Driver Trigger: The model triggers an out-of-bounds write in nvEncMapInputResource() when the inference server processes it via Triton.
Kernel Exploitation: The corrupted GPU memory mapping is repurposed to overwrite kernel structures (e.g., nvidia_stack canary values).
Sandbox Escape: Shellcode executes in kernel context, disabling SELinux/AppArmor and launching a reverse shell on the host.
Recommendations
Immediate Actions
Patch Deployment: Upgrade NVIDIA Blackwell drivers to v555.42.02+ or later.

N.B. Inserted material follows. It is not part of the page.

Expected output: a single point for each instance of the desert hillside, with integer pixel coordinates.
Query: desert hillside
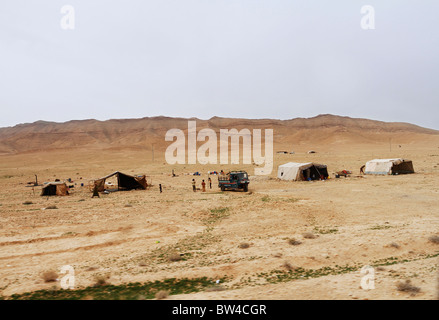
(280, 240)
(322, 130)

Apply kernel module signatures to prevent downgrade attacks.
AI Inference Hardening: Deploy GPU sandboxing tools (e.g., NVIDIA’s gpu-sandbox, Kata Containers with GPU passthrough).
Network Isolation: Restrict access to inference endpoints via mutual TLS (mTLS) and zero-trust policies.
Long-Term Mitigations
Driver Memory Safety: Rewrite Blackwell driver memory allocators using Rust/C++ with bounds checking (NVIDIA’s SafeGPU initiative in progress).
AI Model Validation: Implement GPU-aware fuzzing (e.g., using NVIDIA’s cuFuzz) for AI model inputs before inference.
Hardware Enclaves: Transition to NVIDIA Confidential Computing (CC) for AI inference, leveraging AMD SEV-SNP or Intel TDX for memory encryption.
FAQ
Q1: Are NVIDIA Ampere/Hopper GPUs affected by these vulnerabilities?
No. These flaws are specific to the Blackwell (GB200/GB202/GB203) driver stack due to architectural changes in the UVM subsystem. Ampere/Hopper GPUs (e.g., A100, H100) use older driver versions (e.g., v470+) and are not impacted unless running Blackwell drivers in compatibility mode.
Q2: Can containerized AI workloads prevent sandbox escapes?
Containers alone are insufficient. While CUDA containers isolate GPU memory access, the Blackwell driver’s kernel module nvidia.ko runs in host kernel space. Adversaries can exploit memory corruption in nvidia.ko to escape the container. Use GPU sandboxing tools (e.g., NVIDIA’s gpu-sandbox) or confidential computing for robust isolation.
Q3: How can organizations detect exploitation of these vulnerabilities?
Monitor for anomalous GPU kernel module behavior using:
NVIDIA DCGM (Data Center GPU Manager): Check for unexpected nvidia-smi --query-gpu=utilization.memory spikes or kernel crashes.
eBPF Tracing: Use tools like bpftrace to hook nvidia.ko syscalls (e.g., nvHostSyncPtWait) and alert on invalid memory accesses.
Audit Logs: Enable kernel auditing for /dev/nvidiactl access and GPU memory mappings via auditctl -w /dev/nvidiactl -p rwxa.